I'm not sure about writing in such an honest manner. But it's not like I have any readers currently and there's always the hope that it'll get lost in the general abyss that is my span of journal entries. And honestly, if I can't be honest with myself, who can I be honest with.
I just did something that I hate and I'm so ashamed of myself. Adam and I were talking the other night about how we try not to stare at people who have physical disability or deformity of some kind. I know he hates it when people stare or make comments on his hair. Well, lovely me, I just did a double take of the gentleman next to me who had what I can only describe as cauliflower ear. You know, the thing that boxers get after being hit in the ear so many times.
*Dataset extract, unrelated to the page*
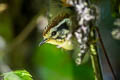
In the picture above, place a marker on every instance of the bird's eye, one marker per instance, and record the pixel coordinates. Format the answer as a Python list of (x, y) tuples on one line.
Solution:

Well, if you don't know I won't blame you because I only know on account of Adam.
I find spoilt kids so obnoxious. In my imagination, this particular child in which I'm referring to is an only child. His mother looks quite old (how old she actually is, we shall never know) and I imagine that they had many painstaking attempts at IVF before she was graced with a son. And to show her thanks, not just for getting pregnant but getting pregnant with a boy to carry on her husbands name, she dotes on him. From his multicoloured Nike trainers to his DS and PSP which she carries around for his entertainment, it is quite obvious this boy has too much. Mind you, who am I to say what another person can and should give to their child. I don't have children, but if I did, I don't imagine they'd be like this little boy. The sound of his PSP is akin to nails across a chalkboard. And his constant requests for food, despite as his mother said, just having had lunch.
Adam and I just went to purchase me a new laptop for school. My one is old and doesn't give me nearly any of the functions that I need. Just checking my emails is a chore, hence the reason for updating from my blackberry.